Alain Gresh, ex-Editor of Le Monde Diplomatique, said that Ramadan’s dissertation had opened the door on the unknown area of Islamic reformist project. Revealing el-Bana’s fundamentalism side, Gresh, who was born in Cairo in 1948, quoted the grandson’s thesis as saying that both Mohamed Abduh and Hassan el-Bana were interested in introducing a project of overlapping modernity and fundamentalism. Gresh’s biological father is Henri Curiel, a communist who was assassinated in Paris in 1978. That was why, Gresh, who has written extensively on Islam and the Arab world, admired el-Bana’s integrity and peaceful message by denying categorically that the General Guide had ever ordered political assassinations.

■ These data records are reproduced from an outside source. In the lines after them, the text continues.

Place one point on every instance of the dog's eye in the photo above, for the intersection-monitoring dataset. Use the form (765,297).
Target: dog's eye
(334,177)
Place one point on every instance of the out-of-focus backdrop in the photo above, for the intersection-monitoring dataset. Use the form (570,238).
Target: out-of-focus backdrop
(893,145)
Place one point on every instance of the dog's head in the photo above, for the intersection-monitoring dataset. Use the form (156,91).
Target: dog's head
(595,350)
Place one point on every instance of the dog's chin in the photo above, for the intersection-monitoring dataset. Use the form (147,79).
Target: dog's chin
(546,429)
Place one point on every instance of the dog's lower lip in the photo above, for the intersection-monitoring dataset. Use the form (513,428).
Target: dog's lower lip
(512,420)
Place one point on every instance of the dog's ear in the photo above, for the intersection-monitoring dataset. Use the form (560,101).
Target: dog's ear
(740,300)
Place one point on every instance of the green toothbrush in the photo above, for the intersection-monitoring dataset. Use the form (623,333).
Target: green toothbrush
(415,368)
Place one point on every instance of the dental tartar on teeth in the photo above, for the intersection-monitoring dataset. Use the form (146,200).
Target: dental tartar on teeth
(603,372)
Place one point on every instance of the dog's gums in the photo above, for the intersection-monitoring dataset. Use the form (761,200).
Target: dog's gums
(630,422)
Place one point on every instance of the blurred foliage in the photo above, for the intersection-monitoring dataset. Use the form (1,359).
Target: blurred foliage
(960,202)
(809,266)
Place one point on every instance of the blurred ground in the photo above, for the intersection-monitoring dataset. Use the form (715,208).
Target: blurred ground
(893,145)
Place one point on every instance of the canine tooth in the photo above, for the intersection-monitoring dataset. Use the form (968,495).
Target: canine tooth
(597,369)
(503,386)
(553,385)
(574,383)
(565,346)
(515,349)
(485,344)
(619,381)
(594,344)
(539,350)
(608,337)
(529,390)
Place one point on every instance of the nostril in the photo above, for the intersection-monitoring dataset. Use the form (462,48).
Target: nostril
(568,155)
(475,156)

El-Bana’s duplicity in Europe was also defended in a report published by the Union of Islamic Organisations in France’s Islam journal (now suspended). Referring to a conference held in Paris in 1988, UIO’s report said that el-Bana was an Islamic reformer, who received the torch from Jamal-Eddin al-Afghani and Mohamed Abduh. It is noteworthy that Rida was not mentioned in this area. El-Bana was also praised by UIO for allegedly producing a spiritual and intellectual dimension to Islam.
Such a deliberately misleading argument and image-airbrushing managed to increase the number of el-Bana’s admirers in the Western communities of university professors, politicians, media people and thinkers over decades. Moreover, these people have portrayed the MB for being as the Muslim version of the Christian reformist trend in Latin America, which sought to rekindle the dim hope of the poor and wretched people.
Due to this misplaced defence and enthusiasm, el-Bana, whose MB is branded terrorist group in several countries, was compared to India’s Gandhi in the West.
Moreover, leftist icons in Europe, such as researcher Miguel Bin Siyag, environmentalist Jose Boufi and member of the French Communist Union Daniel Bin Said paid tribute to el-Bana when his grandson Tarek Ramadan told the European Social Forum in Paris in 1983 that ‘the tenets of Islam do not conform with the new liberal capitalism. El-Bana was also given credit by European leftists when his grandson quoted him as saying that Islam being the faith of the poor is interested greatly in realizing social interdependence and solidarity—the chief principles sought by communists and later by leftists.